Thanks for taking the time for such great instructions!


----------



## Fiend4Halloween (Sep 5, 2008)

great info and awesome job, thanks for the "how to".


----------



## Kenpilot (Jul 9, 2007)

Jimmersg: Did you make a drain for yours? Just curious as to where the water goes when the ice starts to melt? Is there enough room on the bottom for it to pool? Thanks!


----------



## jimmersg (Sep 30, 2003)

*Drainage*



Kenpilot said:


> Jimmersg: Did you make a drain for yours? Just curious as to where the water goes when the ice starts to melt? Is there enough room on the bottom for it to pool? Thanks!

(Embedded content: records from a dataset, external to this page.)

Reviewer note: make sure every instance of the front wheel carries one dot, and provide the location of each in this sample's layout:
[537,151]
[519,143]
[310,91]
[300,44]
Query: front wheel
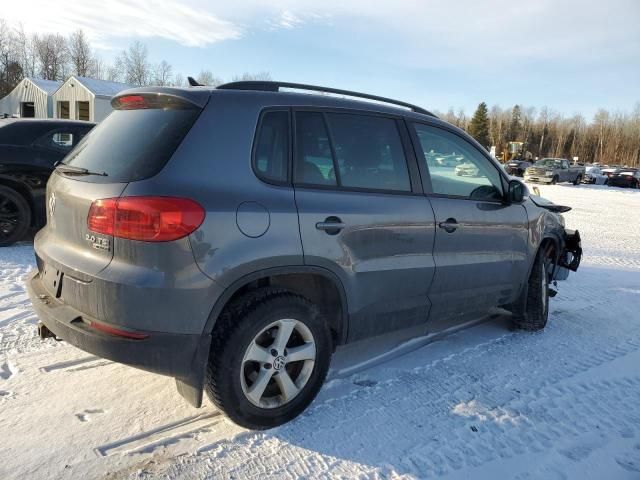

Kenpilot; funny my Uncle just ask the same question today after he finished building his. I have not had any issues with drainage yet. I have a slightly slopped front yard and have tubes running the fog were I want it. The Trash can itself is not in the line of TOT trails so no puddles 
I Live in North Carolina so it really does not get cold on Halloween and for some reason you compact 50-60lbs of ice together in a trash can and it does not melt as much as you would think.. Shoot I leave the trash cans out until the next morning and dump them out; then when I am all done cleaning up the day after like it never happened all people see that come by and wonder where everything went is two large mounds of ICE


----------



## davy2 (Sep 10, 2008)

also, if you have a West Marine nearby, they have the mesh bags
West Marine: Large Mesh Bag Product Display

Thanks, JimmersG, I'm going to try to build this one...a bit worried about cutting the bar-b-q screen, may have to use my trusty dremel


----------



## Kenpilot (Jul 9, 2007)

jimmersg said:


> Kenpilot; funny my Uncle just ask the same question today after he finished building his. I have not had any issues with drainage yet. I have a slightly slopped front yard and have tubes running the fog were I want it. The Trash can itself is not in the line of TOT trails so no puddles
> I Live in North Carolina so it really does not get cold on Halloween and for some reason you compact 50-60lbs of ice together in a trash can and it does not melt as much as you would think.. Shoot I leave the trash cans out until the next morning and dump them out; then when I am all done cleaning up the day after like it never happened all people see that come by and wonder where everything went is two large mounds of ICE


LOL thats too funny! I wasnt sure if I should add a small water drain at the bottom of the Trash can but if it doesnt melt too fast and pool on the bottom I guess you really dont need one!  Thanks!


----------